I was about to say maybe when the front door of Tracy’s flapped open, dragging in the scent of summer rain and male perspiration. My heart stuttered when I laid eyes on Liam. His dark hair was slicked back, and his body was wound so tightly it looked like he was about to pounce on someone.
Pissed.
He looked pissed.
All the more terrifying was that he looked pissed at me.
I stood up so fast my knees bumped into the table, sending bolts of pain through my shins.

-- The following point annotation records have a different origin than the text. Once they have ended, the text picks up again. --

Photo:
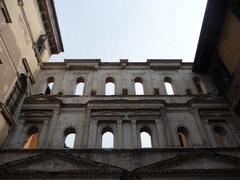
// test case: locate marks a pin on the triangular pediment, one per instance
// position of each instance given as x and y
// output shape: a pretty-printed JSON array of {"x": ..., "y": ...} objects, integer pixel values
[
  {"x": 43, "y": 99},
  {"x": 196, "y": 161},
  {"x": 57, "y": 162}
]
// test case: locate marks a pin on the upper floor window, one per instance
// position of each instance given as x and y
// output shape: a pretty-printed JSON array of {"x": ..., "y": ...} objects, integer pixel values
[
  {"x": 168, "y": 86},
  {"x": 138, "y": 83},
  {"x": 79, "y": 87},
  {"x": 199, "y": 85},
  {"x": 5, "y": 12},
  {"x": 110, "y": 86},
  {"x": 183, "y": 138},
  {"x": 17, "y": 94},
  {"x": 70, "y": 135},
  {"x": 146, "y": 139},
  {"x": 41, "y": 43},
  {"x": 219, "y": 135},
  {"x": 107, "y": 138},
  {"x": 236, "y": 8},
  {"x": 32, "y": 139},
  {"x": 50, "y": 83}
]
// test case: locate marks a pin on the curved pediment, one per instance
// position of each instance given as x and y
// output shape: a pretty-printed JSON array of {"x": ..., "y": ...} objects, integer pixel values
[
  {"x": 40, "y": 98},
  {"x": 192, "y": 161},
  {"x": 58, "y": 162}
]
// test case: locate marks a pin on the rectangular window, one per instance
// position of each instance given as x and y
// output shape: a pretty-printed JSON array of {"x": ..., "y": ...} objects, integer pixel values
[
  {"x": 5, "y": 12},
  {"x": 41, "y": 43},
  {"x": 16, "y": 95},
  {"x": 236, "y": 8}
]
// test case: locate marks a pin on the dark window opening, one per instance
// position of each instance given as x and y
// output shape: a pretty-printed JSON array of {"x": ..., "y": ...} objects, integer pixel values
[
  {"x": 5, "y": 11},
  {"x": 79, "y": 87},
  {"x": 146, "y": 138},
  {"x": 50, "y": 84},
  {"x": 70, "y": 135},
  {"x": 183, "y": 138},
  {"x": 32, "y": 139},
  {"x": 198, "y": 85},
  {"x": 41, "y": 43},
  {"x": 138, "y": 83},
  {"x": 107, "y": 138},
  {"x": 168, "y": 86},
  {"x": 219, "y": 134},
  {"x": 17, "y": 94},
  {"x": 236, "y": 8},
  {"x": 110, "y": 86}
]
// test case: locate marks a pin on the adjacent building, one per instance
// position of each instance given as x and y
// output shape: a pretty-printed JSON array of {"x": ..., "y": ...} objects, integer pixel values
[{"x": 29, "y": 35}]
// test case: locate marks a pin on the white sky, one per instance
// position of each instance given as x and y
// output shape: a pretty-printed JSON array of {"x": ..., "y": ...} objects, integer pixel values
[{"x": 129, "y": 29}]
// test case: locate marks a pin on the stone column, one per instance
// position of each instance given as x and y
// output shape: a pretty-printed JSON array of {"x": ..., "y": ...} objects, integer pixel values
[
  {"x": 52, "y": 127},
  {"x": 134, "y": 134},
  {"x": 120, "y": 134}
]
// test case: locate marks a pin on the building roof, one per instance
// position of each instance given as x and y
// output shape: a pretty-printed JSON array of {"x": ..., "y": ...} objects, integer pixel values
[
  {"x": 50, "y": 21},
  {"x": 210, "y": 33}
]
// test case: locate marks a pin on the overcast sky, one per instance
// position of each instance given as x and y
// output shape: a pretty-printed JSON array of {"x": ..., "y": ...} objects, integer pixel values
[{"x": 129, "y": 29}]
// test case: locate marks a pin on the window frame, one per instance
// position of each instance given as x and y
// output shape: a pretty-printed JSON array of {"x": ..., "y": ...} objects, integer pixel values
[{"x": 5, "y": 12}]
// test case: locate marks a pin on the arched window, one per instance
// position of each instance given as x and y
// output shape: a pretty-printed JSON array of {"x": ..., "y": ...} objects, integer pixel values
[
  {"x": 198, "y": 85},
  {"x": 107, "y": 138},
  {"x": 138, "y": 83},
  {"x": 32, "y": 139},
  {"x": 168, "y": 86},
  {"x": 219, "y": 135},
  {"x": 50, "y": 83},
  {"x": 183, "y": 138},
  {"x": 146, "y": 139},
  {"x": 110, "y": 86},
  {"x": 79, "y": 87},
  {"x": 70, "y": 135}
]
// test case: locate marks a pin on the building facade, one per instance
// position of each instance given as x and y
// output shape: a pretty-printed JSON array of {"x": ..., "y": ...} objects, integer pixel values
[
  {"x": 192, "y": 131},
  {"x": 29, "y": 35}
]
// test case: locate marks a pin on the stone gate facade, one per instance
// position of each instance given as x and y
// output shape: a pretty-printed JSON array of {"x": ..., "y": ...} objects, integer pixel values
[{"x": 193, "y": 132}]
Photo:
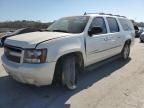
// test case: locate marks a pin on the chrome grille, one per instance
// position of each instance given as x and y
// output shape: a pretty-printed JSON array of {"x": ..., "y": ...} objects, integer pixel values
[{"x": 13, "y": 53}]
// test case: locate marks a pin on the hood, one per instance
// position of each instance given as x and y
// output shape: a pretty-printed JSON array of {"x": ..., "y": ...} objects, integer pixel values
[{"x": 30, "y": 40}]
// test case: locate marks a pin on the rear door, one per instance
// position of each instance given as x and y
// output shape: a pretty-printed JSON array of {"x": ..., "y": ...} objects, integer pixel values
[{"x": 114, "y": 38}]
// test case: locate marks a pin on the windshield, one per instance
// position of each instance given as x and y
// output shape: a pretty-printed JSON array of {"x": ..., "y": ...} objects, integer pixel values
[{"x": 75, "y": 24}]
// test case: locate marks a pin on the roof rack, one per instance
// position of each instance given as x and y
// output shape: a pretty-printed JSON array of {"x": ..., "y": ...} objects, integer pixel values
[{"x": 105, "y": 14}]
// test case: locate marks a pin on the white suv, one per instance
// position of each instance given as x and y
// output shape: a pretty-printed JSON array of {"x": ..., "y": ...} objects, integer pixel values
[{"x": 66, "y": 48}]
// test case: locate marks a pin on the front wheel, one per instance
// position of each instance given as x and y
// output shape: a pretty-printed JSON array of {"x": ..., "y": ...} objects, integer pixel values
[
  {"x": 125, "y": 52},
  {"x": 69, "y": 73}
]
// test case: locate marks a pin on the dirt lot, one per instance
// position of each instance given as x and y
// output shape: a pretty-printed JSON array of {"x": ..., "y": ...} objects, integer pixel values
[{"x": 114, "y": 85}]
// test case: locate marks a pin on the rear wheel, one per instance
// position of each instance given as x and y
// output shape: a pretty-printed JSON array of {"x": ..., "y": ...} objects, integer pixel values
[
  {"x": 69, "y": 73},
  {"x": 125, "y": 52}
]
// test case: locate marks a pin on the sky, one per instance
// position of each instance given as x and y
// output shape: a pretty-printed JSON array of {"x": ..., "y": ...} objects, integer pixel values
[{"x": 49, "y": 10}]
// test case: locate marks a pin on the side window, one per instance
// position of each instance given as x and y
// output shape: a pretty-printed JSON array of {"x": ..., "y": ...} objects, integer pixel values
[
  {"x": 126, "y": 24},
  {"x": 113, "y": 25},
  {"x": 99, "y": 22}
]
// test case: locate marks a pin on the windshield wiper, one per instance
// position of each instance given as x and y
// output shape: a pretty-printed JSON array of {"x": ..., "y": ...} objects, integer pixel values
[{"x": 60, "y": 31}]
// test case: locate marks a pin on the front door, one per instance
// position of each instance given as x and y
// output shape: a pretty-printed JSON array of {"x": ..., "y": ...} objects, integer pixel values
[{"x": 96, "y": 45}]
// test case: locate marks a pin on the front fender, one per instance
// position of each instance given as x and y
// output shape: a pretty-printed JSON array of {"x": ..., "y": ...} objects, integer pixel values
[{"x": 59, "y": 47}]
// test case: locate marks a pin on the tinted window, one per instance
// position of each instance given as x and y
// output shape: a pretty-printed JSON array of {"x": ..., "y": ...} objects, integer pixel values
[
  {"x": 99, "y": 22},
  {"x": 126, "y": 24},
  {"x": 113, "y": 25},
  {"x": 69, "y": 24}
]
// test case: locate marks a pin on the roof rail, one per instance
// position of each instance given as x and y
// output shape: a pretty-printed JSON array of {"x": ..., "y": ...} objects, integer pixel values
[{"x": 105, "y": 14}]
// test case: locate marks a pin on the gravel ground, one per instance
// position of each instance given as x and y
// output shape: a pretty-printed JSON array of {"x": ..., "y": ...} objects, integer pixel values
[{"x": 116, "y": 84}]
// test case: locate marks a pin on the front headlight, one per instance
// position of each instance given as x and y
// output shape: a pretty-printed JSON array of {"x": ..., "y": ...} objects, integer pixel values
[{"x": 35, "y": 55}]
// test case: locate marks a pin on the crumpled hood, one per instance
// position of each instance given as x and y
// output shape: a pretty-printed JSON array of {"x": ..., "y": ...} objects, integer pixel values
[{"x": 30, "y": 40}]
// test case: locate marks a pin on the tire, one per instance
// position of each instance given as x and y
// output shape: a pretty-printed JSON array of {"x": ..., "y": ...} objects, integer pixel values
[
  {"x": 69, "y": 73},
  {"x": 125, "y": 52}
]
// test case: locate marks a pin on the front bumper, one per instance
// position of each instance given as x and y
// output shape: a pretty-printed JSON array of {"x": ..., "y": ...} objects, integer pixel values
[{"x": 35, "y": 74}]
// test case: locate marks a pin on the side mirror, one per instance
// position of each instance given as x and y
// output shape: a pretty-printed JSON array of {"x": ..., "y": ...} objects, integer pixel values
[{"x": 95, "y": 30}]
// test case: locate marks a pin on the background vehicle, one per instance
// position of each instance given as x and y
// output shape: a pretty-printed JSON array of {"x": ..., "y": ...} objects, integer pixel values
[
  {"x": 69, "y": 45},
  {"x": 19, "y": 31}
]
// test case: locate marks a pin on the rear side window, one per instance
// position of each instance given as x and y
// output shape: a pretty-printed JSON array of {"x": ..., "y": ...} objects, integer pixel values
[
  {"x": 113, "y": 25},
  {"x": 99, "y": 22},
  {"x": 126, "y": 24}
]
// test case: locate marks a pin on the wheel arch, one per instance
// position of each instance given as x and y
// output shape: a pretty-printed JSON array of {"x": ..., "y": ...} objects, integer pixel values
[{"x": 79, "y": 61}]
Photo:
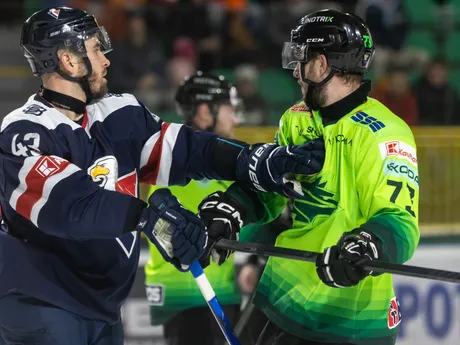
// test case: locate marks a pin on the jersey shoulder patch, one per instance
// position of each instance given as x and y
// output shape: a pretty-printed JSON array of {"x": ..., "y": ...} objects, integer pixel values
[
  {"x": 34, "y": 111},
  {"x": 366, "y": 120},
  {"x": 109, "y": 104}
]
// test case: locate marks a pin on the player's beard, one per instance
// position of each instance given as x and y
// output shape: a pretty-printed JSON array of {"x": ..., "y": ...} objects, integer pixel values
[
  {"x": 318, "y": 97},
  {"x": 98, "y": 86}
]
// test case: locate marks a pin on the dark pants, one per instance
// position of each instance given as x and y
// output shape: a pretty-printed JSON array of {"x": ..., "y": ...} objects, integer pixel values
[
  {"x": 27, "y": 321},
  {"x": 272, "y": 335},
  {"x": 197, "y": 326}
]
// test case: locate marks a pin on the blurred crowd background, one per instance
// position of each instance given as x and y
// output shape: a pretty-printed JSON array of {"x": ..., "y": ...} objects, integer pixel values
[{"x": 416, "y": 69}]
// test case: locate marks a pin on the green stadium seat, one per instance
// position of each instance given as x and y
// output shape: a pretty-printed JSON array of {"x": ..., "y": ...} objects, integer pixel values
[
  {"x": 453, "y": 46},
  {"x": 454, "y": 78},
  {"x": 421, "y": 11},
  {"x": 278, "y": 86}
]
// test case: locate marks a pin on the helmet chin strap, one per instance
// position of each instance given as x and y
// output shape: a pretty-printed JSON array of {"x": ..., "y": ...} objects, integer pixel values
[
  {"x": 309, "y": 99},
  {"x": 82, "y": 81}
]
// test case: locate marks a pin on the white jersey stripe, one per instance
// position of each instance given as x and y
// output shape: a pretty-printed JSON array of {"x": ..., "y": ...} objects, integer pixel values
[
  {"x": 28, "y": 164},
  {"x": 147, "y": 149},
  {"x": 166, "y": 156},
  {"x": 50, "y": 183}
]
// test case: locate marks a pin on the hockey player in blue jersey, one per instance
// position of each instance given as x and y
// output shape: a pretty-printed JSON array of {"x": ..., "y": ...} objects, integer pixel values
[{"x": 71, "y": 160}]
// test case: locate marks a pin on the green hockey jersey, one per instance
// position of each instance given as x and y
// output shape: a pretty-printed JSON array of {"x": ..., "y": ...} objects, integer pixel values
[
  {"x": 170, "y": 291},
  {"x": 369, "y": 180}
]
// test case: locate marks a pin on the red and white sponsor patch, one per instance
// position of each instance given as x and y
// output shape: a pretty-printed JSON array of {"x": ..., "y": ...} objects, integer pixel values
[
  {"x": 47, "y": 166},
  {"x": 394, "y": 313},
  {"x": 398, "y": 149},
  {"x": 300, "y": 107},
  {"x": 54, "y": 13}
]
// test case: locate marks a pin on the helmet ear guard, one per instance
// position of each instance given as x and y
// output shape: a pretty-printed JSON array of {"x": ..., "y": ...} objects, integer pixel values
[{"x": 50, "y": 30}]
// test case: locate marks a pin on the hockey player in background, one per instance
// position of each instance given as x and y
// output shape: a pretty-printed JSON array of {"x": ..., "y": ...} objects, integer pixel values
[
  {"x": 71, "y": 160},
  {"x": 363, "y": 205},
  {"x": 205, "y": 102}
]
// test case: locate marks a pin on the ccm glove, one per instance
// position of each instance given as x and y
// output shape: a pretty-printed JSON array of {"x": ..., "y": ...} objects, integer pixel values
[
  {"x": 271, "y": 168},
  {"x": 223, "y": 217},
  {"x": 336, "y": 267},
  {"x": 179, "y": 235}
]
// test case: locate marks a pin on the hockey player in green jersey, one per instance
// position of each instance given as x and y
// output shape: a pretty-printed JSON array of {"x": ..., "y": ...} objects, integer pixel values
[
  {"x": 206, "y": 102},
  {"x": 363, "y": 204}
]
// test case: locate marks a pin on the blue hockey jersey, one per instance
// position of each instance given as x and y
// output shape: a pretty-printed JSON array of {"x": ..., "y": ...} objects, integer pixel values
[{"x": 68, "y": 194}]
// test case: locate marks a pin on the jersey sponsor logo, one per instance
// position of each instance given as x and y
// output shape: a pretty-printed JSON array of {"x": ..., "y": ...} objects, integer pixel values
[
  {"x": 401, "y": 170},
  {"x": 315, "y": 202},
  {"x": 28, "y": 146},
  {"x": 47, "y": 167},
  {"x": 127, "y": 184},
  {"x": 364, "y": 119},
  {"x": 315, "y": 40},
  {"x": 253, "y": 166},
  {"x": 107, "y": 95},
  {"x": 54, "y": 13},
  {"x": 301, "y": 108},
  {"x": 155, "y": 294},
  {"x": 340, "y": 139},
  {"x": 34, "y": 109},
  {"x": 394, "y": 313},
  {"x": 398, "y": 149},
  {"x": 104, "y": 171},
  {"x": 309, "y": 133},
  {"x": 319, "y": 19}
]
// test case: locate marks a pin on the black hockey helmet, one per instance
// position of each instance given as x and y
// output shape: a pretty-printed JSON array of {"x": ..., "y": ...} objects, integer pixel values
[
  {"x": 342, "y": 37},
  {"x": 204, "y": 88},
  {"x": 50, "y": 29}
]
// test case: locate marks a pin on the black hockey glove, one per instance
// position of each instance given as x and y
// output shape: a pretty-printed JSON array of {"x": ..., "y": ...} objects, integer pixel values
[
  {"x": 336, "y": 266},
  {"x": 179, "y": 235},
  {"x": 266, "y": 167},
  {"x": 223, "y": 217}
]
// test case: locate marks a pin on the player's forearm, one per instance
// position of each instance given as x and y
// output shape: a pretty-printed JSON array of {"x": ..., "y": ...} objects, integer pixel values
[
  {"x": 254, "y": 209},
  {"x": 398, "y": 234},
  {"x": 103, "y": 214}
]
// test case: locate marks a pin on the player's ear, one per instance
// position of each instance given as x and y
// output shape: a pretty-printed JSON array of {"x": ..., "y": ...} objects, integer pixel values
[
  {"x": 323, "y": 65},
  {"x": 68, "y": 62},
  {"x": 203, "y": 117}
]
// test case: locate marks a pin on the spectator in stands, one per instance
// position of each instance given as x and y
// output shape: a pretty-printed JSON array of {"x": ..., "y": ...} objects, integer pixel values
[
  {"x": 193, "y": 19},
  {"x": 240, "y": 40},
  {"x": 388, "y": 22},
  {"x": 137, "y": 63},
  {"x": 395, "y": 93},
  {"x": 254, "y": 107},
  {"x": 183, "y": 63},
  {"x": 437, "y": 100}
]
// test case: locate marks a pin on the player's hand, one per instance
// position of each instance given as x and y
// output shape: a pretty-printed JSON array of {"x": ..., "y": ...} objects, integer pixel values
[
  {"x": 336, "y": 266},
  {"x": 179, "y": 235},
  {"x": 248, "y": 278},
  {"x": 271, "y": 168},
  {"x": 223, "y": 217}
]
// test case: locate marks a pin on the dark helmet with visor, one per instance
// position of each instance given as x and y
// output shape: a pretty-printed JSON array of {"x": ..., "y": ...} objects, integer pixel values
[
  {"x": 51, "y": 29},
  {"x": 205, "y": 88},
  {"x": 343, "y": 38}
]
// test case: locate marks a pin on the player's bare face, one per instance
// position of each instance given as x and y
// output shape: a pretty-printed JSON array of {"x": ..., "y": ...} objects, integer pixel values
[
  {"x": 311, "y": 72},
  {"x": 226, "y": 122},
  {"x": 99, "y": 63}
]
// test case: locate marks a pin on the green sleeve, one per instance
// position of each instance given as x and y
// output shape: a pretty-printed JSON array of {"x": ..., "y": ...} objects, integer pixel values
[{"x": 388, "y": 191}]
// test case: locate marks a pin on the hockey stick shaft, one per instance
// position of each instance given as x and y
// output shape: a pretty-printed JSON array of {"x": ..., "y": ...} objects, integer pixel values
[
  {"x": 376, "y": 266},
  {"x": 216, "y": 309}
]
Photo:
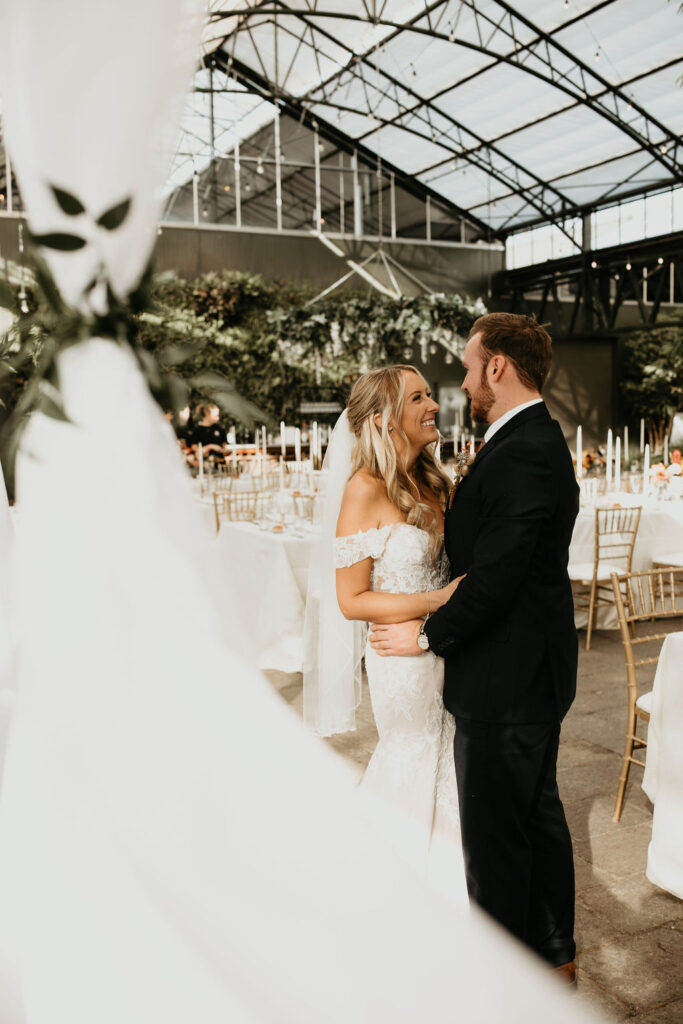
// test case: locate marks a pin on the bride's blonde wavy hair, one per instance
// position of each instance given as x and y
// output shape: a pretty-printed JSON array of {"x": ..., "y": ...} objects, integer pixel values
[{"x": 383, "y": 391}]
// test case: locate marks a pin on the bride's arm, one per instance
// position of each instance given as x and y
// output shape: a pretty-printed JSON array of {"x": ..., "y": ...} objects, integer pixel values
[
  {"x": 356, "y": 600},
  {"x": 360, "y": 511}
]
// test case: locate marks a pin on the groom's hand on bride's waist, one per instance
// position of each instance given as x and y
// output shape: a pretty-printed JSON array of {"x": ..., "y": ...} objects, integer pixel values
[{"x": 398, "y": 640}]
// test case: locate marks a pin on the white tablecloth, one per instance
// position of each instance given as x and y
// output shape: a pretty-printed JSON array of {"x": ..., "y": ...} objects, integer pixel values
[
  {"x": 659, "y": 532},
  {"x": 269, "y": 569},
  {"x": 663, "y": 780}
]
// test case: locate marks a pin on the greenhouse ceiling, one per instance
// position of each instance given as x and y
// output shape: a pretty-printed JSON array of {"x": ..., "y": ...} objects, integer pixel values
[{"x": 511, "y": 114}]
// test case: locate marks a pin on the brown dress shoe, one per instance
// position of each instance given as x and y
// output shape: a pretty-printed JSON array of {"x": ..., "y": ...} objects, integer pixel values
[{"x": 566, "y": 973}]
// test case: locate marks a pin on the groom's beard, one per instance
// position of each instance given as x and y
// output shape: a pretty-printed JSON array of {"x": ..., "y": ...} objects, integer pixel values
[{"x": 483, "y": 399}]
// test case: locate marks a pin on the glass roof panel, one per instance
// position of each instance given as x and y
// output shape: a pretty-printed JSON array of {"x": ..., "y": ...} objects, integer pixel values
[
  {"x": 420, "y": 81},
  {"x": 567, "y": 141},
  {"x": 500, "y": 100},
  {"x": 631, "y": 37}
]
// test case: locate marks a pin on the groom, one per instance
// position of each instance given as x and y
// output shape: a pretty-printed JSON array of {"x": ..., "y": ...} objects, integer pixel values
[{"x": 508, "y": 640}]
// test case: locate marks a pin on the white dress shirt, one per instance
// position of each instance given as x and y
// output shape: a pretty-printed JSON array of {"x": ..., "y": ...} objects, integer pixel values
[{"x": 497, "y": 424}]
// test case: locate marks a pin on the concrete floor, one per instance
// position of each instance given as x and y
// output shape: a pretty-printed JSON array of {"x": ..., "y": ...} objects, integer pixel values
[{"x": 629, "y": 933}]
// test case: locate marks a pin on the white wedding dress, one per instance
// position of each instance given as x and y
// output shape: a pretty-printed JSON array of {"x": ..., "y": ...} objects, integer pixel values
[{"x": 412, "y": 768}]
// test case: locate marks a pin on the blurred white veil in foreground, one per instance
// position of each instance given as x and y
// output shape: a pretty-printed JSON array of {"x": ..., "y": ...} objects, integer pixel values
[{"x": 169, "y": 832}]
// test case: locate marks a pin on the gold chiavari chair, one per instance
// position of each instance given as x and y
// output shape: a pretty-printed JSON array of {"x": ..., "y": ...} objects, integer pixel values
[
  {"x": 303, "y": 505},
  {"x": 240, "y": 505},
  {"x": 641, "y": 599},
  {"x": 615, "y": 530}
]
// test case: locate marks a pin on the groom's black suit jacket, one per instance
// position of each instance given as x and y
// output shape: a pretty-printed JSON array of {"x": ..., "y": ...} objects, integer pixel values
[{"x": 507, "y": 635}]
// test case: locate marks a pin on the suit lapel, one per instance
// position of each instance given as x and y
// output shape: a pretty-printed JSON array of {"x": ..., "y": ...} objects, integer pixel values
[{"x": 539, "y": 412}]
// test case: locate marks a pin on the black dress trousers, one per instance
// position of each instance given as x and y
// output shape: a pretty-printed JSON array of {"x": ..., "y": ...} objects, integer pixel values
[{"x": 518, "y": 854}]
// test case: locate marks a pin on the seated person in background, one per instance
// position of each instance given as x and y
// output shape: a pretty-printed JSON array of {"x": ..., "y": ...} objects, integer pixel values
[
  {"x": 183, "y": 426},
  {"x": 208, "y": 431}
]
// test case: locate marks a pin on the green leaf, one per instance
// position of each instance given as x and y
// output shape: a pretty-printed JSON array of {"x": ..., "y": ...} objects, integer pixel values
[
  {"x": 57, "y": 240},
  {"x": 175, "y": 354},
  {"x": 115, "y": 216},
  {"x": 69, "y": 204}
]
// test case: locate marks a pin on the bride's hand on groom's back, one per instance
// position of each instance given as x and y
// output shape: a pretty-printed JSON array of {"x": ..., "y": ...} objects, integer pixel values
[
  {"x": 449, "y": 591},
  {"x": 397, "y": 640}
]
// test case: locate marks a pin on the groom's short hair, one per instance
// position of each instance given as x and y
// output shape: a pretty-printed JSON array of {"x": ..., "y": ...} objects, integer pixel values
[{"x": 521, "y": 339}]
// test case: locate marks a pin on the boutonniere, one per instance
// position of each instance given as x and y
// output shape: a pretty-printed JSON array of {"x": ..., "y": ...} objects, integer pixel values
[{"x": 464, "y": 462}]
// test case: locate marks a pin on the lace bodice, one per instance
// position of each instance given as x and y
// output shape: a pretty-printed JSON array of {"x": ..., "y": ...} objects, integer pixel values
[{"x": 401, "y": 560}]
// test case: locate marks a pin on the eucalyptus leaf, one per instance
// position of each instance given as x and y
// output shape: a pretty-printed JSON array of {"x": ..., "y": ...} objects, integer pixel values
[
  {"x": 176, "y": 354},
  {"x": 69, "y": 203},
  {"x": 59, "y": 241},
  {"x": 115, "y": 216}
]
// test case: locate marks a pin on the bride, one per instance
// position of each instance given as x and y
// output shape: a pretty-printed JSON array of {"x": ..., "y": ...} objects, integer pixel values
[{"x": 387, "y": 495}]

The last time Liam had looked at me with so much scorn was when I’d come out of Julian Matz’s maze brandishing the Boulder relic.
Aside from the low drone of the sports commentator and the unrelenting rain niggling the windows, the bar had become eerily quiet. When a cue stick hit a resin ball, I jumped.
For a long moment, Liam didn’t move. Neither did Matt who flanked him.
Lucas’s thick eyebrows dipped as he watched his Alpha, the slant deepening when Liam stalked over to me, boots pounding the worn flooring.
“You ratted us out?” Lucas asked, voice low. So very low.